For proof at just how poor algorithmic curation is, you only need to look at the technology businesses that would benefit if it actually worked. Here’s just a sample of places where AI should be making our lives amazing, but just fails:

  • Your Facebook timeline is currently generated by computers. And it still hasn’t worked out you don’t care about your friend’s baby photos.
  • Your Twitter timeline is either ‘everything’, or ‘while you were away’ computer-generated timeline (which I’m yet to see actually inform me of the single most important thing that happened while I was away)
  • Finally, if automatic curation based on individual signals was actually any good, advertising would be a whole lot better.

There’s a big opportunity in combining the scale of the internet with mobile devices and human intelligence right now. IA making diet recommendations based on my fitbit or Apple Health data. IA creating movie and TV recommendations to me (because Netflix isn’t great at this, and IMDB is terrible). IA to find me a restaurant based on where I am, who I’m with, and what I want to spend.
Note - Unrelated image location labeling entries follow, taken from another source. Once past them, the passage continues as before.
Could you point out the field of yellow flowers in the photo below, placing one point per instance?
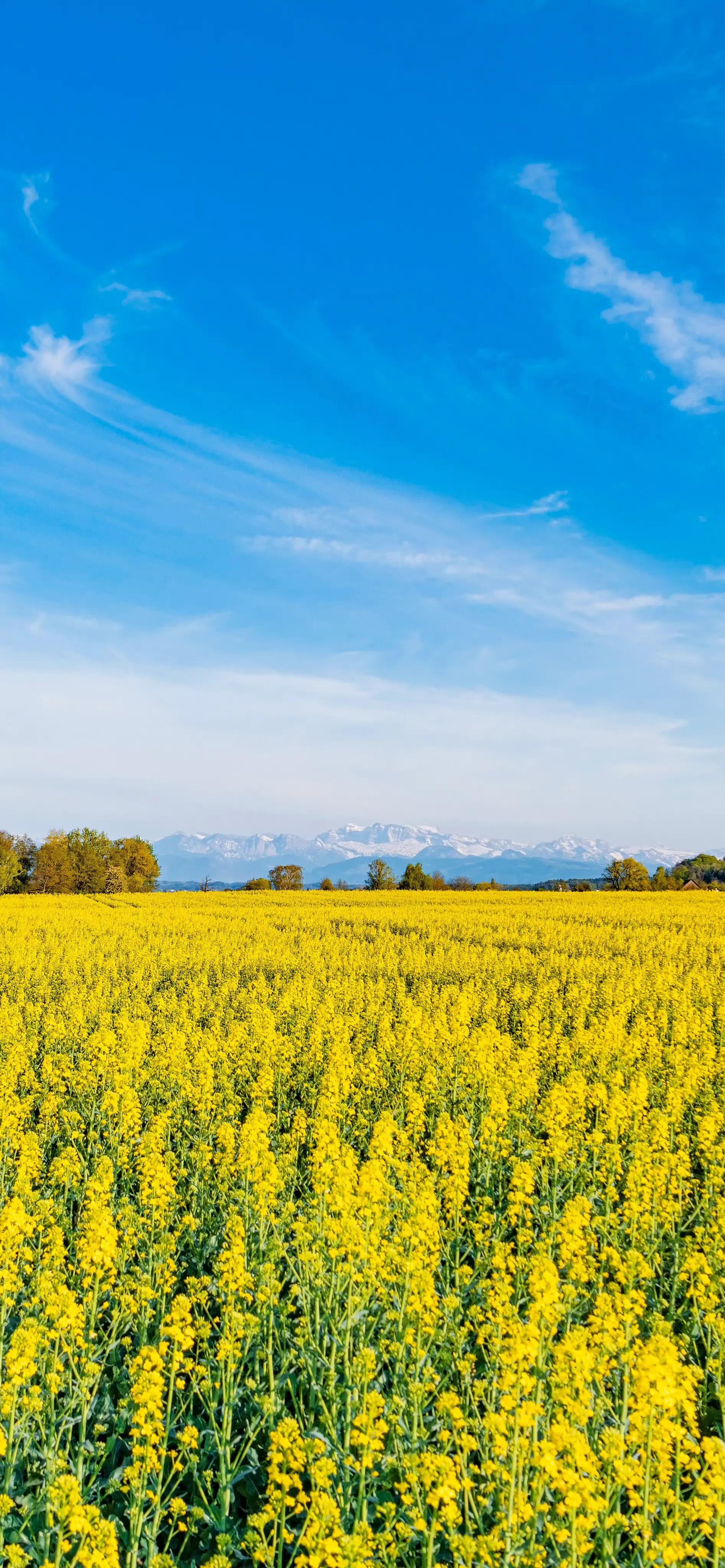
(363, 1230)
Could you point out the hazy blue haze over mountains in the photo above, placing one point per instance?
(344, 854)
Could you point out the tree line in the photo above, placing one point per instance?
(77, 861)
(622, 875)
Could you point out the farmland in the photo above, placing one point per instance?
(363, 1228)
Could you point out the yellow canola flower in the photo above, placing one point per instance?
(363, 1230)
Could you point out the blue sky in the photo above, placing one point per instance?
(362, 416)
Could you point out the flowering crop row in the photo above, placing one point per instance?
(362, 1232)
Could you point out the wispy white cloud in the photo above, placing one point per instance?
(62, 363)
(442, 741)
(685, 332)
(264, 748)
(32, 193)
(139, 299)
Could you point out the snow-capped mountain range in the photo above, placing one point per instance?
(227, 858)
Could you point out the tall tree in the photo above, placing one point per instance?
(380, 877)
(628, 875)
(415, 879)
(92, 854)
(10, 864)
(137, 861)
(54, 868)
(286, 879)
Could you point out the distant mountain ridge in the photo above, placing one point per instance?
(187, 858)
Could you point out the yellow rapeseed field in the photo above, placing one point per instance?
(363, 1228)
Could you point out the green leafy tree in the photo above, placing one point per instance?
(628, 875)
(10, 864)
(415, 879)
(115, 880)
(92, 855)
(54, 868)
(380, 877)
(16, 861)
(286, 879)
(137, 861)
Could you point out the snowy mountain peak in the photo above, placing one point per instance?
(231, 858)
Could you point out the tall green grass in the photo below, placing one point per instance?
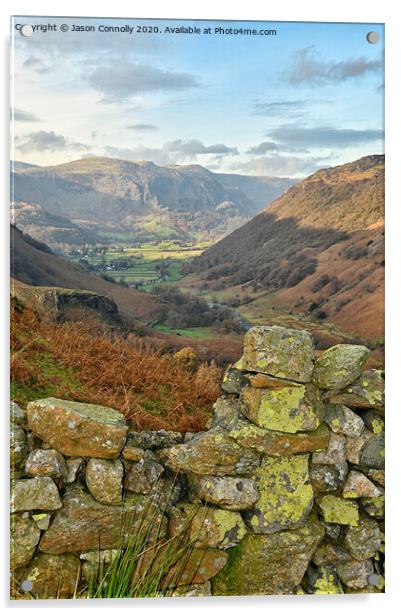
(147, 565)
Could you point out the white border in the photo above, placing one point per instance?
(287, 10)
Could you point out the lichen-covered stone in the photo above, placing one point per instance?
(84, 524)
(366, 392)
(133, 453)
(233, 381)
(18, 446)
(338, 510)
(231, 493)
(373, 506)
(329, 553)
(355, 573)
(156, 439)
(285, 495)
(196, 590)
(166, 492)
(74, 467)
(77, 429)
(358, 485)
(355, 445)
(372, 454)
(210, 453)
(273, 443)
(91, 562)
(30, 494)
(333, 531)
(104, 480)
(225, 412)
(326, 478)
(339, 366)
(142, 476)
(207, 527)
(373, 421)
(53, 577)
(46, 463)
(17, 414)
(322, 580)
(269, 564)
(42, 520)
(364, 540)
(297, 408)
(376, 475)
(266, 381)
(24, 537)
(278, 351)
(341, 419)
(335, 453)
(196, 567)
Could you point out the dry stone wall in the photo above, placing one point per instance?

All these things are so valuable that I would happily pay for them. And yet so much energy is put in to trying to build human-less algorithms instead, ignoring the fact that the best computer on the planet is the one in our heads, and will be for a while.

Note: Curation is not the same as identification. The use of ML-based AI in areas such as reading medical imaging is amazing. Give me a choice of having my medical imaging read by a human or a computer with 99.99% accuracy, and I’ll take the machine.